RESULTS: Activity in the ventral striatum was reduced in participants with subthreshold and clinical depression relative to healthy comparison subjects. Low ventral striatum activation predicted transition to subthreshold or clinical depression in previously healthy adolescents at 2-year follow-up. Brain responses during reward anticipation decreased in a graded manner between healthy adolescents, adolescents with current or future subthreshold depression, and adolescents with current or future clinical depression. Low ventral striatum activity was associated with anhedonia but not low mood; however, the combined presence of both symptoms showed the strongest reductions in the ventral striatum in all analyses.
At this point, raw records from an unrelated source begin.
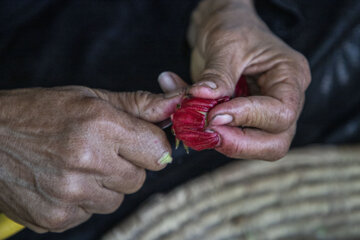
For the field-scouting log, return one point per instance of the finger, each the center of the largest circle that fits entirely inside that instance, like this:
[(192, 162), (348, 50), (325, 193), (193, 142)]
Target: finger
[(170, 82), (250, 143), (124, 177), (144, 105), (220, 72), (263, 112), (142, 143), (32, 226)]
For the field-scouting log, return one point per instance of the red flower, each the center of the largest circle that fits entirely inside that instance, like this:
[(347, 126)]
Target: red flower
[(190, 120)]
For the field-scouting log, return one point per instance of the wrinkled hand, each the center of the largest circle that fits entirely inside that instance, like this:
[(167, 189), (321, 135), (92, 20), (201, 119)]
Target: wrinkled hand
[(229, 40), (68, 152)]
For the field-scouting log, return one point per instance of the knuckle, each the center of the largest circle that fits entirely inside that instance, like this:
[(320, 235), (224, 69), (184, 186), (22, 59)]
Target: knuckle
[(58, 219), (135, 180), (69, 189), (288, 116), (113, 204)]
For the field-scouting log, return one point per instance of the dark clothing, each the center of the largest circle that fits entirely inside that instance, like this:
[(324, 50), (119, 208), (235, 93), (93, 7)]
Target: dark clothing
[(123, 45)]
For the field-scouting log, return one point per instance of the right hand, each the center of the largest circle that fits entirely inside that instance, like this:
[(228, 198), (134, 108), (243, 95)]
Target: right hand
[(69, 152)]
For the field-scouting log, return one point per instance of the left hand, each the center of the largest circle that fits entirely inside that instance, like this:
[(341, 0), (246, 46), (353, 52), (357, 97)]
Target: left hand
[(230, 40)]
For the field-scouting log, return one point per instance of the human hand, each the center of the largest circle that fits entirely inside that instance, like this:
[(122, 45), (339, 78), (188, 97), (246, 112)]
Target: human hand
[(229, 40), (69, 152)]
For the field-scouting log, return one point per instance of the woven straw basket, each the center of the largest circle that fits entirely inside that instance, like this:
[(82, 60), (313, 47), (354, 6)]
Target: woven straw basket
[(312, 193)]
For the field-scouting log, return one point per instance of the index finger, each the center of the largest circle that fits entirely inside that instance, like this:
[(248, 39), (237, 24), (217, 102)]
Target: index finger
[(142, 143), (274, 112)]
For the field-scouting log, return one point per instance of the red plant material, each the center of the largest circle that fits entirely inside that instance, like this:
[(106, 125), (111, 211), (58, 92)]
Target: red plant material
[(190, 120)]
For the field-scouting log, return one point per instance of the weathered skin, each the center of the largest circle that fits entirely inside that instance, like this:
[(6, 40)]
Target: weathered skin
[(69, 152), (228, 40)]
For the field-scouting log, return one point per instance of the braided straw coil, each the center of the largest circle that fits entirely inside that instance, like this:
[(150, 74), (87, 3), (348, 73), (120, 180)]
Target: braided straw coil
[(312, 193)]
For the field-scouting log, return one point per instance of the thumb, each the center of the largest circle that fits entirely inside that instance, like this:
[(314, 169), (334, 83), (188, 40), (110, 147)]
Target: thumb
[(170, 82), (144, 105), (215, 75)]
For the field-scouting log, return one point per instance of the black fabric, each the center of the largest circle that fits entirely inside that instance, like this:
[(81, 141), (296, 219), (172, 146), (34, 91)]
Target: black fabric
[(123, 45)]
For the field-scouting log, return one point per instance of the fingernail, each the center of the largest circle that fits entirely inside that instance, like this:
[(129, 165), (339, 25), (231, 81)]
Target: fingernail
[(209, 84), (165, 159), (222, 119), (174, 93), (166, 80)]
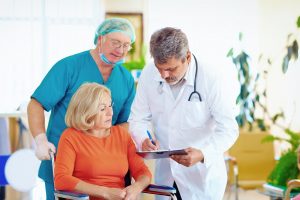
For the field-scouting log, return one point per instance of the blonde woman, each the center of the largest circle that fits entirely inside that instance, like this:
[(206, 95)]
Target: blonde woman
[(93, 156)]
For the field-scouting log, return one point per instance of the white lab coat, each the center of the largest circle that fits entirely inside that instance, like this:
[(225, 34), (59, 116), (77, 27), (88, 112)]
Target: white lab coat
[(209, 126)]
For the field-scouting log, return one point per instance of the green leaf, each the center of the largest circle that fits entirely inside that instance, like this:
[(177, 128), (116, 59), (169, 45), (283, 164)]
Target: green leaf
[(295, 49), (285, 64), (230, 53), (240, 36)]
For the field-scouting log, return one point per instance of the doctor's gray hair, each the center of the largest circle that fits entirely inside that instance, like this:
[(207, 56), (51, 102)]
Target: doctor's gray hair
[(167, 43)]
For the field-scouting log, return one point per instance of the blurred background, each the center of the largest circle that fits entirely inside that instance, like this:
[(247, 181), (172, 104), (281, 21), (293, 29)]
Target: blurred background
[(35, 34)]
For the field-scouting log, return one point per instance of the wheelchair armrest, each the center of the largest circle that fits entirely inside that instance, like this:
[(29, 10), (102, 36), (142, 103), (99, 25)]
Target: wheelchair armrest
[(70, 195), (160, 190)]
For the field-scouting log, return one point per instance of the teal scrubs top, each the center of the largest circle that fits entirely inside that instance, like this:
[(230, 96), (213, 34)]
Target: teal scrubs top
[(57, 88)]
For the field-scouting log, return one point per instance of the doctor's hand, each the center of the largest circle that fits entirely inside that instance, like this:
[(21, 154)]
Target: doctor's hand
[(193, 156), (43, 147), (147, 145)]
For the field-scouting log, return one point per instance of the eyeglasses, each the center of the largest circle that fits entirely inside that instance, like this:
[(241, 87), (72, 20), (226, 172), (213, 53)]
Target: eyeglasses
[(117, 44), (103, 107)]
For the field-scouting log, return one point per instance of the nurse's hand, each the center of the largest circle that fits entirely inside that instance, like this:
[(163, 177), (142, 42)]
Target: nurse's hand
[(147, 145), (193, 156)]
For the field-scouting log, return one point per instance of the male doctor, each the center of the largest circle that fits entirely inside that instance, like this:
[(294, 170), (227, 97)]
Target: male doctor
[(189, 108)]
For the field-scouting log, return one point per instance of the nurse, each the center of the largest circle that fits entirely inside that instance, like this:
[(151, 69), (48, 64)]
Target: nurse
[(189, 108), (102, 65)]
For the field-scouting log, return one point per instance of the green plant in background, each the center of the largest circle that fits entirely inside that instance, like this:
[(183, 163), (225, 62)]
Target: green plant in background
[(292, 49), (251, 97), (286, 168), (136, 64)]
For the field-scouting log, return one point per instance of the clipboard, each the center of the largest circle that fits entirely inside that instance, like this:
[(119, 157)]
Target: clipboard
[(160, 153)]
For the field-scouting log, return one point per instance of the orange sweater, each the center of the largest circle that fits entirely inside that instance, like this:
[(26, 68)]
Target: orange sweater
[(99, 161)]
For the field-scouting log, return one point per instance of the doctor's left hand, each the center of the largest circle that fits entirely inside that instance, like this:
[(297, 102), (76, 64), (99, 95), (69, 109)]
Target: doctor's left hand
[(193, 156)]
CONCLUSIONS: The findings suggest that reduced striatal activation operates as a mechanism across the risk spectrum for depression. It is associated with anhedonia in healthy adolescents and is a behavioral indicator of positive valence systems, consistent with predictions based on the Research Domain Criteria.